Review of Jason Reitman's Young Adult, starring Charlize Theron.

Mavis, a writer of young adult romance books living in the big city, has just gone through a divorce and begins to think maybe she was with the wrong guy all this time anyway. She decides she wants her high school sweetheart back. She packs up her cute little dog (so little he fits in a handbag) and goes back to the small town she always hated and thought she’d left behind. While working to get her sweetheart away from his new wife, she bonds with an old classmate she’d always mistreated and tries to find herself.
Because Hollywoodhas trained/ruined you, you would think this is another predictable chick flick. From My Best Friend’s Wedding to Sweet HomeAlabama, it sounds like we’ve seen this before. But we’d expect better of lead Charlize Theron as Mavis, director Jason Reitman (Up In the Air, Juno) and writer Diablo Cody (also of Juno fame) – and we get it.
Reitman stages his movie in the real world and lets people react how they really would if they heard of Mavis’ scheme. What she’s doing is not admirable, and at times, he lets his star be despicable – maybe even nuts. Mavis and nerd friend Matt (Patton Oswalt) are not Molly Ringwald and Jon Cryer in Pretty In Pink – or even how they’d be in Pretty In Pink: The Reunion. They’re a darker – way more alcoholic – combo. In a nice touch, the “big city” Mavis lives in isn’t New Yorkor L.A. It’s Minneapolis. To her, it’s not big and successful enough; to the townies she reunites with, it might as well be Paris.

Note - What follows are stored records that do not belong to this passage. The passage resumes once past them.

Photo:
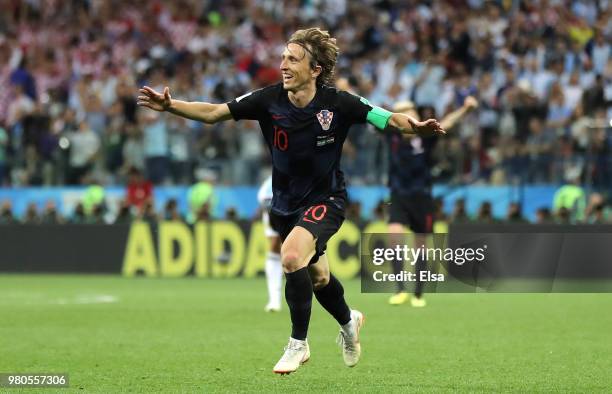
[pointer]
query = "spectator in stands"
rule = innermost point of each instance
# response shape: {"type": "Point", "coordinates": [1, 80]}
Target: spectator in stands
{"type": "Point", "coordinates": [155, 140]}
{"type": "Point", "coordinates": [147, 213]}
{"type": "Point", "coordinates": [171, 211]}
{"type": "Point", "coordinates": [84, 146]}
{"type": "Point", "coordinates": [569, 202]}
{"type": "Point", "coordinates": [139, 190]}
{"type": "Point", "coordinates": [94, 199]}
{"type": "Point", "coordinates": [515, 214]}
{"type": "Point", "coordinates": [4, 142]}
{"type": "Point", "coordinates": [6, 213]}
{"type": "Point", "coordinates": [543, 216]}
{"type": "Point", "coordinates": [485, 213]}
{"type": "Point", "coordinates": [201, 196]}
{"type": "Point", "coordinates": [596, 211]}
{"type": "Point", "coordinates": [124, 216]}
{"type": "Point", "coordinates": [31, 214]}
{"type": "Point", "coordinates": [459, 212]}
{"type": "Point", "coordinates": [50, 214]}
{"type": "Point", "coordinates": [78, 215]}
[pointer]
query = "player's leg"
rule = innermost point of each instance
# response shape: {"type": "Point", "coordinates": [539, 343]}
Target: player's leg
{"type": "Point", "coordinates": [420, 212]}
{"type": "Point", "coordinates": [330, 294]}
{"type": "Point", "coordinates": [296, 251]}
{"type": "Point", "coordinates": [398, 219]}
{"type": "Point", "coordinates": [274, 275]}
{"type": "Point", "coordinates": [329, 291]}
{"type": "Point", "coordinates": [274, 269]}
{"type": "Point", "coordinates": [397, 236]}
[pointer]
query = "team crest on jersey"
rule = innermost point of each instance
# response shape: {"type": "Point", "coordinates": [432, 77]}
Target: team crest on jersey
{"type": "Point", "coordinates": [325, 117]}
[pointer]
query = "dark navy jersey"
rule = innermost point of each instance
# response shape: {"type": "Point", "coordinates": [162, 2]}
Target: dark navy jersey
{"type": "Point", "coordinates": [410, 162]}
{"type": "Point", "coordinates": [305, 143]}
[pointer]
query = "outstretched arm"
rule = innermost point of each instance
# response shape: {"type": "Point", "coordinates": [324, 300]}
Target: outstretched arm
{"type": "Point", "coordinates": [409, 125]}
{"type": "Point", "coordinates": [450, 120]}
{"type": "Point", "coordinates": [203, 112]}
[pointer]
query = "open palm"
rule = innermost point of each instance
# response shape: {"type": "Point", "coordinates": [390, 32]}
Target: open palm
{"type": "Point", "coordinates": [428, 128]}
{"type": "Point", "coordinates": [155, 100]}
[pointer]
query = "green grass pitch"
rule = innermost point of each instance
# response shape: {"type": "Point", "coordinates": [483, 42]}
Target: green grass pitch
{"type": "Point", "coordinates": [203, 335]}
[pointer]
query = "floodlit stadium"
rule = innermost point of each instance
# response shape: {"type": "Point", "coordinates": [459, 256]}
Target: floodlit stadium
{"type": "Point", "coordinates": [329, 195]}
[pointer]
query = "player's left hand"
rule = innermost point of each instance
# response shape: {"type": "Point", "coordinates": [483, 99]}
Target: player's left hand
{"type": "Point", "coordinates": [427, 128]}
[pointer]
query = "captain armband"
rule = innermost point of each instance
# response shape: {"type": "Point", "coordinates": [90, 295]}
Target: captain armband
{"type": "Point", "coordinates": [377, 116]}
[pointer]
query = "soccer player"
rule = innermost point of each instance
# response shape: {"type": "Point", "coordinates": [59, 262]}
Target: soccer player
{"type": "Point", "coordinates": [304, 122]}
{"type": "Point", "coordinates": [412, 203]}
{"type": "Point", "coordinates": [274, 269]}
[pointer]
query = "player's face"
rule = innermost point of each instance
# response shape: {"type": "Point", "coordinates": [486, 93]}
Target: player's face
{"type": "Point", "coordinates": [295, 68]}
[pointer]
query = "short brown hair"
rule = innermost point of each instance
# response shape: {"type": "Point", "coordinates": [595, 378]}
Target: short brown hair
{"type": "Point", "coordinates": [322, 49]}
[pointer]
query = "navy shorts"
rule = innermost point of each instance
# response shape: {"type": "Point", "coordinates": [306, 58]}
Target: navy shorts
{"type": "Point", "coordinates": [322, 220]}
{"type": "Point", "coordinates": [414, 211]}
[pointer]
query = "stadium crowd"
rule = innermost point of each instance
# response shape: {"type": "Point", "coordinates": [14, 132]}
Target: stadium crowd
{"type": "Point", "coordinates": [70, 70]}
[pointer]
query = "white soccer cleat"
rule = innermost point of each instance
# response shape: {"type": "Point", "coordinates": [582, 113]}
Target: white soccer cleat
{"type": "Point", "coordinates": [296, 353]}
{"type": "Point", "coordinates": [349, 339]}
{"type": "Point", "coordinates": [272, 307]}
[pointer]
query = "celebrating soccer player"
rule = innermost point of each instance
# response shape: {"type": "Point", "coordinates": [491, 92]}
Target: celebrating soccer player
{"type": "Point", "coordinates": [304, 122]}
{"type": "Point", "coordinates": [412, 204]}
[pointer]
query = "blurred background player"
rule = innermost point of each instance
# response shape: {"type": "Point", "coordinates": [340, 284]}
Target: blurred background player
{"type": "Point", "coordinates": [410, 181]}
{"type": "Point", "coordinates": [274, 268]}
{"type": "Point", "coordinates": [305, 123]}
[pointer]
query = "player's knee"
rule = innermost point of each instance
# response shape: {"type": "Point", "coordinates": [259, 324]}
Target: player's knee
{"type": "Point", "coordinates": [290, 259]}
{"type": "Point", "coordinates": [320, 282]}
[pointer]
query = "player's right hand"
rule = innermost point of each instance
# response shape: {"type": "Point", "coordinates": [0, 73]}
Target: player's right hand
{"type": "Point", "coordinates": [155, 100]}
{"type": "Point", "coordinates": [470, 103]}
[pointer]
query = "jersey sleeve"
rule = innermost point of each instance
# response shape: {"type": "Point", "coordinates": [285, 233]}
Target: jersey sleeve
{"type": "Point", "coordinates": [351, 106]}
{"type": "Point", "coordinates": [251, 105]}
{"type": "Point", "coordinates": [360, 111]}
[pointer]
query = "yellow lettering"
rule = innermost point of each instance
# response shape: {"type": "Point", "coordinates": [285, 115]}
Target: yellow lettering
{"type": "Point", "coordinates": [228, 247]}
{"type": "Point", "coordinates": [344, 268]}
{"type": "Point", "coordinates": [169, 233]}
{"type": "Point", "coordinates": [201, 236]}
{"type": "Point", "coordinates": [140, 251]}
{"type": "Point", "coordinates": [257, 251]}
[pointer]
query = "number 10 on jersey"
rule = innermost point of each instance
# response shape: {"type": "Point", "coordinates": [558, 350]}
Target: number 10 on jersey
{"type": "Point", "coordinates": [281, 140]}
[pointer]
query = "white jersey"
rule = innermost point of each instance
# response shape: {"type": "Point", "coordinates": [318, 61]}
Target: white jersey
{"type": "Point", "coordinates": [264, 195]}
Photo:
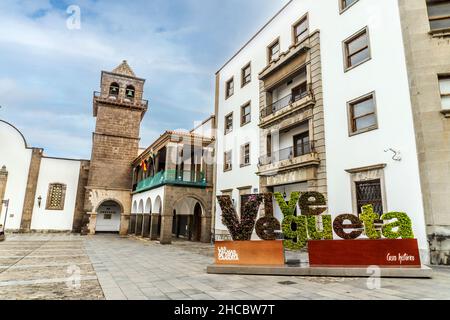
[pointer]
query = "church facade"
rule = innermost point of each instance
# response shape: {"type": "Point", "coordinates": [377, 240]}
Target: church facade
{"type": "Point", "coordinates": [96, 195]}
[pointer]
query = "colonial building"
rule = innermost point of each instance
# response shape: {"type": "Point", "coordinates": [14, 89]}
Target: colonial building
{"type": "Point", "coordinates": [173, 176]}
{"type": "Point", "coordinates": [348, 98]}
{"type": "Point", "coordinates": [43, 193]}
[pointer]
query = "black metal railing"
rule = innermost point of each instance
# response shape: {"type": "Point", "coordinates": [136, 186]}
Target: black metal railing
{"type": "Point", "coordinates": [286, 154]}
{"type": "Point", "coordinates": [283, 103]}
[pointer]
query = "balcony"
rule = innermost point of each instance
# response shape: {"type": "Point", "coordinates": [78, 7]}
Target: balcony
{"type": "Point", "coordinates": [288, 158]}
{"type": "Point", "coordinates": [120, 101]}
{"type": "Point", "coordinates": [285, 107]}
{"type": "Point", "coordinates": [173, 177]}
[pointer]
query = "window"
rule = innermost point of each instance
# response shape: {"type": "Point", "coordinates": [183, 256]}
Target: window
{"type": "Point", "coordinates": [269, 145]}
{"type": "Point", "coordinates": [114, 89]}
{"type": "Point", "coordinates": [227, 161]}
{"type": "Point", "coordinates": [299, 92]}
{"type": "Point", "coordinates": [362, 113]}
{"type": "Point", "coordinates": [357, 49]}
{"type": "Point", "coordinates": [229, 88]}
{"type": "Point", "coordinates": [369, 192]}
{"type": "Point", "coordinates": [56, 196]}
{"type": "Point", "coordinates": [301, 30]}
{"type": "Point", "coordinates": [444, 84]}
{"type": "Point", "coordinates": [246, 115]}
{"type": "Point", "coordinates": [274, 51]}
{"type": "Point", "coordinates": [245, 155]}
{"type": "Point", "coordinates": [439, 14]}
{"type": "Point", "coordinates": [302, 144]}
{"type": "Point", "coordinates": [229, 123]}
{"type": "Point", "coordinates": [246, 75]}
{"type": "Point", "coordinates": [130, 92]}
{"type": "Point", "coordinates": [345, 4]}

In one particular scene, we really see how different this is from a standard chick flick. Mavis primps herself for her first encounter with the object of her affections, and she gets in front of the mirror and starts transforming into the babe we all know Charlize Theron can be. It’s not a music montage where she starts bopping around the room to some overly cute oldie It’s mostly silent. And in close-ups of her face we see her apply her makeup – way up close. We see the lines where the make up ends and her real face underneath begins. This is a mask she’s putting on. Mavis isn’t getting a makeover – she’s “made up” – and there’s a difference.

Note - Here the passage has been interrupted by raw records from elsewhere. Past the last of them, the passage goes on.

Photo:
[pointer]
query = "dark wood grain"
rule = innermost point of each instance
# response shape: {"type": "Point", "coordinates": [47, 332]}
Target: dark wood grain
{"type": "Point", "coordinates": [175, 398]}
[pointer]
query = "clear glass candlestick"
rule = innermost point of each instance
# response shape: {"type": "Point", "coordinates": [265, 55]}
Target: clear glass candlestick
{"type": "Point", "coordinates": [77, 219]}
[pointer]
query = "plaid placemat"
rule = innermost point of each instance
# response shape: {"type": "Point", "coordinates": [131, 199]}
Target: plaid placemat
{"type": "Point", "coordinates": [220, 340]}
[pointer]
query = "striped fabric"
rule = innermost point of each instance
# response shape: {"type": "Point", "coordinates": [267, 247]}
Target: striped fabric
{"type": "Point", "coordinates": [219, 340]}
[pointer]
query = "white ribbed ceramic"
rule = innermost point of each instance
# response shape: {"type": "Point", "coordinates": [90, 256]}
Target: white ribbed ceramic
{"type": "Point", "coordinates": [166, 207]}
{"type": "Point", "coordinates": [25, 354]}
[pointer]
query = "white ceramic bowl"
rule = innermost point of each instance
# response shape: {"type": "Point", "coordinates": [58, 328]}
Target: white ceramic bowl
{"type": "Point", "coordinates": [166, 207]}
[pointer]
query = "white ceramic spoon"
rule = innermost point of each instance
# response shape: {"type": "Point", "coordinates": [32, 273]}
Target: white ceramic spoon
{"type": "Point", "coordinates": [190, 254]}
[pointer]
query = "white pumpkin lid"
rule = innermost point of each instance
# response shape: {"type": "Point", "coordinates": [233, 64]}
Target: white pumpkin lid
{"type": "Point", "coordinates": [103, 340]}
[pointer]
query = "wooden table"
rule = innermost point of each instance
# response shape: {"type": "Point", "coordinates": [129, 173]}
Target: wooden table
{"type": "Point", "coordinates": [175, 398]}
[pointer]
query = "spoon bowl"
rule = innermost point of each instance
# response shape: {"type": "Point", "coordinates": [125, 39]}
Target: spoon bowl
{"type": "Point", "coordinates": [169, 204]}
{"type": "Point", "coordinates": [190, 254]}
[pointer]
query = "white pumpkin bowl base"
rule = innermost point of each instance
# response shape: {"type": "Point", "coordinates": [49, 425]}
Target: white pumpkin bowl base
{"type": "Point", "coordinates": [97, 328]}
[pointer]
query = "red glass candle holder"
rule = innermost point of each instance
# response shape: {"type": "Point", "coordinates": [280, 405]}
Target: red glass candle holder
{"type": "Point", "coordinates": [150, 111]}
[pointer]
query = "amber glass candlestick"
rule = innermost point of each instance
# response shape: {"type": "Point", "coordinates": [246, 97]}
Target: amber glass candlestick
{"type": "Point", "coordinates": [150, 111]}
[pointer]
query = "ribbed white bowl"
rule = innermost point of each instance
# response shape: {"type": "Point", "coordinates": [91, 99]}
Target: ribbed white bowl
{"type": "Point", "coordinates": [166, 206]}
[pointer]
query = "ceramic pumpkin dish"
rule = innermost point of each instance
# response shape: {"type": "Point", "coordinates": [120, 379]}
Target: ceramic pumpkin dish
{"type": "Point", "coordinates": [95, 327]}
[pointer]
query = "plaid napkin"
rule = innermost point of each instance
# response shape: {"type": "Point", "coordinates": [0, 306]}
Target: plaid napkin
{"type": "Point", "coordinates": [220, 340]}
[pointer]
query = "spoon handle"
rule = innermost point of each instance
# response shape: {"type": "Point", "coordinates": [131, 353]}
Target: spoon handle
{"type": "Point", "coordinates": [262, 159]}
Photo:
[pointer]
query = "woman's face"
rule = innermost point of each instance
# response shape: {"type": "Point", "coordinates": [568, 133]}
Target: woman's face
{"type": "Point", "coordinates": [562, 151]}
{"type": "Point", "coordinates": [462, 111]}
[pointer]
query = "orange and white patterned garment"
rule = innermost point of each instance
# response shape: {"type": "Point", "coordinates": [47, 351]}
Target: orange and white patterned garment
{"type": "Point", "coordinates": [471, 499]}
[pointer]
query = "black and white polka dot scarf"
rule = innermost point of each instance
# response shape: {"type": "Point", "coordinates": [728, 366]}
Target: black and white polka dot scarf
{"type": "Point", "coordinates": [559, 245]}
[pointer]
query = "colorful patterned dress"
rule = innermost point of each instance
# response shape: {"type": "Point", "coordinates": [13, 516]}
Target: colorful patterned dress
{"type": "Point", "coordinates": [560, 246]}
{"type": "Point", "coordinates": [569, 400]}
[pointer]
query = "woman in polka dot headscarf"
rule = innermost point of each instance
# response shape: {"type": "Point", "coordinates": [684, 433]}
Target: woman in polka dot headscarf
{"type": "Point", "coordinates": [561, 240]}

There really isn’t all that much music in other scenes either. When it is used, it’s used brilliantly. It’s a mix tape with Teenage Fanclub in her car or a Suicidal Tendencies CD Matt is cranking in his garage. We don’t hear the music as soundtrack; we hear it at the volume they are hearing it. And in one moment involving the movie’s love triangle, we really see how poignant and painful a song can be.
The movie is almost derailed by one really out of place scene that any hack could have crafted. It involves a big gathering of most of the major characters and histrionics we’d expect from a soap opera diva, not the troubled character Reitman and Cody have created. Until that moment, Theron has done such a great job portraying such a complex character, it’s a shame she’s forced to act in an “Oh please” moment.
Thankfully, it’s followed by a scene – and an ending – that rings more true. Young Adult ends up being for real adults, and it will allow young adults who watch it to feel more grown up than they would in any other movie with a a little dog in a handbag.